Thérèse DELPECH, introduisant par là une expression peu usitée dans le petit monde des stratégistes de la défense nucléaire, constate que "du temps de la confrontation avec l'Union soviétique, l'intérêt de l'autodissuasion provenait en partie d'un manque de crédibilité des menaces de représailles américaines dès lors qu'elles feraient encourir des risques à la survie des États-unis. Toutefois, ce risque était bien réel, des deux côtés ; il s'ensuivit donc une situation au cours de laquelle les deux adversaires reconnurent qu'une guerre nucléaire constituerait le pire scénario catastrophe en cas de confrontation. L'autodissuasion dans les deux camps est très proche d'une dissuasion bilatérale réussie. Chacune des parties fait preuve de prudence, de maturité et de responsabilité, afin d'éviter toute escalade de la crise risquant de déboucher sur un échange nucléaire."
L'auteur de l'étude soutenue par la Rand Corporation fait bien évidemment référence à la période de la détention, qui, suivant la périodisation d'André FONTAINE, démarre quelques temps après la grande crise de Cuba de 1962 et constitue l'état d'équilibre des relations internationales des années 1970 et même 1980, nonobstant la crise des euromissiles. Ladite crise d'ailleurs concerne bien plus la dissuasion élargie que la dissuasion centrale.

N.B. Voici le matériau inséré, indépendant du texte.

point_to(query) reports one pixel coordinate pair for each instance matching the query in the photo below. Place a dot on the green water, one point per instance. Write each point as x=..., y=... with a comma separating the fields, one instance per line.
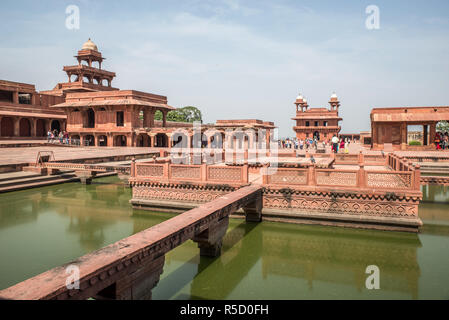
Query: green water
x=43, y=228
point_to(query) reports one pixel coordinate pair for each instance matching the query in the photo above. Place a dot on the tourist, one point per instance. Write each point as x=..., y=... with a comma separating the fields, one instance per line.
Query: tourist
x=342, y=145
x=437, y=141
x=334, y=144
x=446, y=140
x=66, y=137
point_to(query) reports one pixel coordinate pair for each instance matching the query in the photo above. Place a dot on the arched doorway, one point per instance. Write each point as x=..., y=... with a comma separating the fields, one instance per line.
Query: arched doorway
x=120, y=141
x=180, y=140
x=89, y=140
x=75, y=140
x=55, y=125
x=7, y=127
x=24, y=127
x=40, y=128
x=143, y=140
x=90, y=118
x=102, y=141
x=161, y=140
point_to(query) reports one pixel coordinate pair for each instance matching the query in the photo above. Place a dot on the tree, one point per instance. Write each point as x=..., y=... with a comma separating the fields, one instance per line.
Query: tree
x=191, y=114
x=443, y=126
x=186, y=114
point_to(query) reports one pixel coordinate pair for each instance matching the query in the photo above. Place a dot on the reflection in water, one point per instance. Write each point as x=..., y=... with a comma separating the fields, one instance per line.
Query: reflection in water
x=45, y=227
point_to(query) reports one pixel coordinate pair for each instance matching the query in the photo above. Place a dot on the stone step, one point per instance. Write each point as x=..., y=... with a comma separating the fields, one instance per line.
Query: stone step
x=17, y=175
x=36, y=179
x=52, y=180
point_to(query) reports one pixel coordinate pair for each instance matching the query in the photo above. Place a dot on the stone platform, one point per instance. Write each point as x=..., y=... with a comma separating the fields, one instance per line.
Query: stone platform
x=14, y=159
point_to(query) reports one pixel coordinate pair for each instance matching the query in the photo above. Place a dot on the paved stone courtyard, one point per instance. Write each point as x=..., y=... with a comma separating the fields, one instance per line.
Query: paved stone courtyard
x=28, y=154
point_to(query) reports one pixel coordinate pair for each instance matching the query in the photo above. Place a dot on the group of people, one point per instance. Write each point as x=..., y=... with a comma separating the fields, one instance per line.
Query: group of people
x=298, y=143
x=54, y=136
x=340, y=144
x=442, y=140
x=337, y=144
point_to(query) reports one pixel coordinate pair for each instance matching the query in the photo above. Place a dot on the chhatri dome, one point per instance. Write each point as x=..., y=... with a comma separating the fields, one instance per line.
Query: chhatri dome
x=89, y=45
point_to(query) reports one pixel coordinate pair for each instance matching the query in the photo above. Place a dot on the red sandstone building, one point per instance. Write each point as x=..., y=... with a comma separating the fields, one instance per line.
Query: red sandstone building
x=111, y=118
x=100, y=115
x=320, y=123
x=25, y=114
x=97, y=114
x=390, y=126
x=85, y=77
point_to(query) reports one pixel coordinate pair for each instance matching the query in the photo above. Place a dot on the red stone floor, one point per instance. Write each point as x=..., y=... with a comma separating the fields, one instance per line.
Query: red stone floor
x=29, y=154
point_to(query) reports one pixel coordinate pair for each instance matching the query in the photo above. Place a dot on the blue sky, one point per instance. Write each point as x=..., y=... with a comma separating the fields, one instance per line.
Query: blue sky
x=242, y=59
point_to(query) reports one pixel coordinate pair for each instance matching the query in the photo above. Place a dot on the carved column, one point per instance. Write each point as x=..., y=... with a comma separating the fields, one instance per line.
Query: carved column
x=253, y=210
x=15, y=97
x=16, y=122
x=164, y=118
x=33, y=123
x=210, y=240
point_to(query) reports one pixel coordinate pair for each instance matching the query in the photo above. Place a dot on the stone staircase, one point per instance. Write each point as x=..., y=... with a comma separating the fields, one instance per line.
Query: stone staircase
x=434, y=168
x=26, y=180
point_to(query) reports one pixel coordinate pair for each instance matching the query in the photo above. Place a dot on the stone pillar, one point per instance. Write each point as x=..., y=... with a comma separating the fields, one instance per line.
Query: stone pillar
x=403, y=136
x=433, y=131
x=151, y=118
x=169, y=142
x=138, y=283
x=33, y=123
x=146, y=118
x=133, y=167
x=253, y=210
x=164, y=118
x=110, y=137
x=16, y=122
x=361, y=177
x=417, y=177
x=15, y=97
x=210, y=240
x=311, y=179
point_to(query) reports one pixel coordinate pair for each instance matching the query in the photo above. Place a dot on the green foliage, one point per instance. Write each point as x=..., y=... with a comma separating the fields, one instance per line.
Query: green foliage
x=443, y=126
x=186, y=114
x=191, y=114
x=158, y=115
x=414, y=143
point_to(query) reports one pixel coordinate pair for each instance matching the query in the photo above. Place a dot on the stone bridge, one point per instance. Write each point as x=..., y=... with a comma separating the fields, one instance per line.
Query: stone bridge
x=85, y=172
x=131, y=268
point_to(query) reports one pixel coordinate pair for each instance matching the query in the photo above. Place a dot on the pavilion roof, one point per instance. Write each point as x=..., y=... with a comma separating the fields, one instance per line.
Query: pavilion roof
x=112, y=102
x=410, y=114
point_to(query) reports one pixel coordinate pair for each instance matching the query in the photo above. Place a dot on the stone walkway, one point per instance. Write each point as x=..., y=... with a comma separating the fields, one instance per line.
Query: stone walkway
x=29, y=154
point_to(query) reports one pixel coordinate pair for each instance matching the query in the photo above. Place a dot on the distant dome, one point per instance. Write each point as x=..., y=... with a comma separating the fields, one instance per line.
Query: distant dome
x=89, y=45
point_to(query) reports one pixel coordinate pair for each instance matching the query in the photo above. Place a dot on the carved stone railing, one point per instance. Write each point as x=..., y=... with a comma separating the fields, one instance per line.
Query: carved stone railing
x=189, y=172
x=131, y=267
x=84, y=167
x=406, y=179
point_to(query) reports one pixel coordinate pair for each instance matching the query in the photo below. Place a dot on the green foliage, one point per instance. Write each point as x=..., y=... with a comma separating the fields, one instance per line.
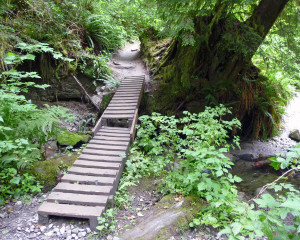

"Une version très différente de l'autodissuasion émergea après la fin de la guerre froide. Avec le spectre de plus en plus réel d'adversaires-voyous détenteurs de la bombe atomique, il est apparu de façon de plus en plus évidente que les pays occidentaux seraient les victimes désignées de l'autodissuasion, nonobstant leur supériorité militaire. On s'interroge souvent sur le fait de savoir si la coalition aurait mené l'opération Tempête du désert (1991) ou Iraqi Freedom (2003), dans le cas où Saddam Hussein avait disposé d'une capacité nucléaire? Le plus souvent, la réponse est vraisemblablement non, ce qui signifie que même les arsenaux les plus impressionnants risquant d'être rendus impuissants face à des dictateurs ne disposant que d'une poignée d'armes nucléaires. Si tel est le cas, il s'agit de la plus forte incitation pour les adversaires potentiels à en acquérir. Cela devrait donc nous motiver fortement à combattre l'arrivée de nouvelles puissances nucléaires sur la scène mondiale, en mettant en oeuvre tous les moyens disponibles, diplomatie, sanctions, opérations spéciales et action militaire.
L'un des sens encore plus inquiétants de l'autodissuasion est la réticence, ou le refus, de recourir au nucléaire quel que soit le cas, par crainte des conséquences ou parce que l'aversion de tout recours au nucléaire serait devenue plus forte que la perception de la nécessité d'exercer des représailles en cas d'attaque. Ce serait une position des plus dangereuses. Sans cette menace, le risque de voir l'adversaire, lui, y recourir devient encore plus probable." L'auteure reprend ici les réflexions de Lawrence FREEDMAN (The Evolution of Nuclear Strategy, Palmgrave Macmilla, New York, 2003), actuellement une des références aux Etats-Unis concernant ces questions nucléaires.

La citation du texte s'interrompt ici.